Brush Up Your Shakespeare

Kathryn Samson & Lindsay Ashworth

‘A chiller, a thriller, as up to the minute as tomorrow’s headlines!’ This quote, taken from a review of West Side Story in the New York Mirror, 1958, still rings true today. A plot that deals with teenage love, racial hatred and gang warfare would not be out of place in an average Martin Scorcese film. However, it is no secret that the basic concept for this story is now nearly five hundred years old! West Side Story is just one show from a whole genre of Broadway musicals that take their inspiration from the works of William Shakespeare.

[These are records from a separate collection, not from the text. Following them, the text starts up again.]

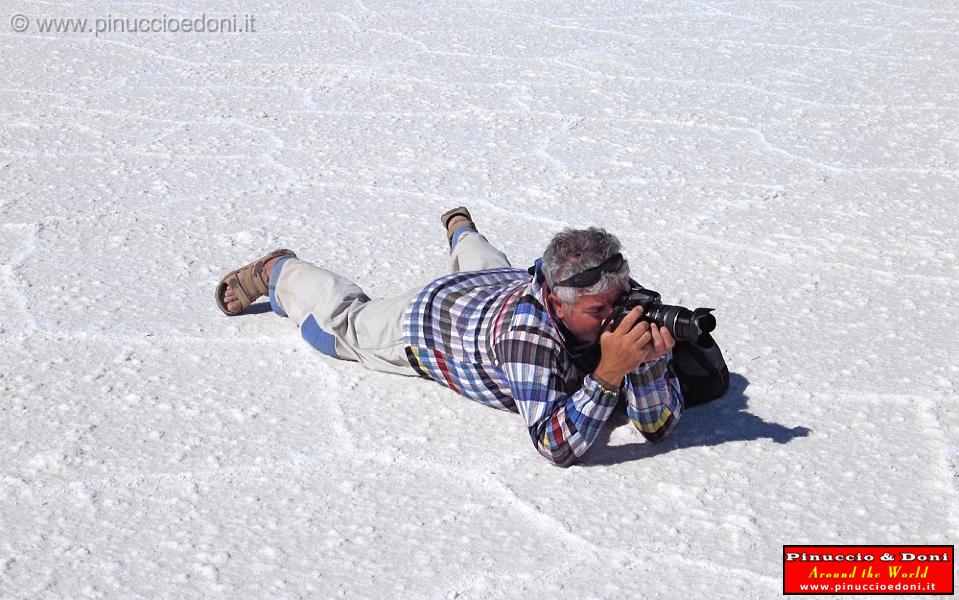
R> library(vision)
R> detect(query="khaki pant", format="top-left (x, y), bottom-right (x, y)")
top-left (270, 229), bottom-right (510, 376)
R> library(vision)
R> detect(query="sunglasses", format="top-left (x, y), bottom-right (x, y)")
top-left (556, 252), bottom-right (625, 287)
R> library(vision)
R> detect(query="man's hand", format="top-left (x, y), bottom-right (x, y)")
top-left (593, 306), bottom-right (676, 389)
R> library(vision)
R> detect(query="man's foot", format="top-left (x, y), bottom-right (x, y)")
top-left (223, 256), bottom-right (283, 313)
top-left (216, 249), bottom-right (296, 317)
top-left (440, 206), bottom-right (479, 245)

It was Broadway legend, Jerome Robbins, who conceived the idea of setting Romeo and Juliet to music within the context of New York City gangs. ‘Fair Verona’ morphs into the urban slums of New York, and the Montagues and Capulets find their equivalents in the juvenile gangs of local whites and immigrant Puerto Ricans, battling to the death over the streets they claim as their territory. The famous balcony scene of Shakespeare’s tragedy is recreated as Tony and Maria meet on an ugly fire escape of a New York tenement. West Side Story was totally innovative in style, music and choreography but was by no means the first show to borrow from the Bard.

Back in 1938, George Abbot lifted the characters and plot of Shakespeare’s The Comedy Of Errors and approached the famous musical/lyrical duo, Rogers and Hart, to produce a score. The result: The Boys from Syracuse.

Only one authentic line from the original play made its way into the musical: ‘The venom of clamours of a jealous woman poisons more deadly than a mad dog’s tooth.’ This was duly acknowledged as such when one of the characters popped his head around from the wings and announced, ‘Shakespeare!’

The Boys from Syracuse enjoyed a successful run both on Broadway and in London’s West End, the London cast featuring such greats as Bob Monkhouse and Ronnie Corbett! However, when it comes to lasting success and enduring appeal, it was to prove no match for the next show to take its inspiration from the small bearded man from Stratford.

The idea for Kiss Me Kate was planted in the mind of producer Saint Subber while working as a stagehand on a production of The Taming Of The Shrew. The married stars of the show, Alfred Lunt and Lynn Fontanne, had an offstage relationship almost as tempestuous as the one they had onstage while portraying Shakespeare’s famous quarrelling couple. Veteran comedy writers Samuel and Bella Spewack, who had been separated for some time, reunited to write the libretto. The story is a play within a play that follows the lives of egotistical actor-producer Fred Graham and his temperamental co-star and ex-wife Lili Vanessi in a production of, yes you’ve guessed it, Shakespeare’s The Taming Of The Shrew. Life imitated art when, just like Fred and Lili, the Spewacks managed to resolve their differences and stayed together permanently after the production was staged.

If Shakespeare would have taken offence at the disrespectful use of his work in Kiss Me Kate, a production to be conceived in the early ’80s would have him turning in his grave! Return to the Forbidden Planet is based on the hit 1956 science fiction film, Forbidden Planet, which itself is based loosely on Shakespeare’s The Tempest (why does everything to do with Shakespeare have to be so confusing?). Around this Bob Carlton manages to imaginatively blend almost all of the best rock ’n’ roll hits from the ’50s and ’60s with shamelessly bastardised lines from almost every Shakespeare play ever written. Classic examples include: ‘two bleeps or not two bleeps, that is the question’ and ‘But soft, what light from yonder airlock breaks!’ Strange as the concept may seem, it worked brilliantly. Return to the Forbidden Planet won the 1990 Olivier award for best musical and acquired a cult following.

So, in the words of Mr. Cole Porter, if you want a show with universal themes and timeless appeal, ‘Brush up your Shakespeare and you’ll all kow-pow!’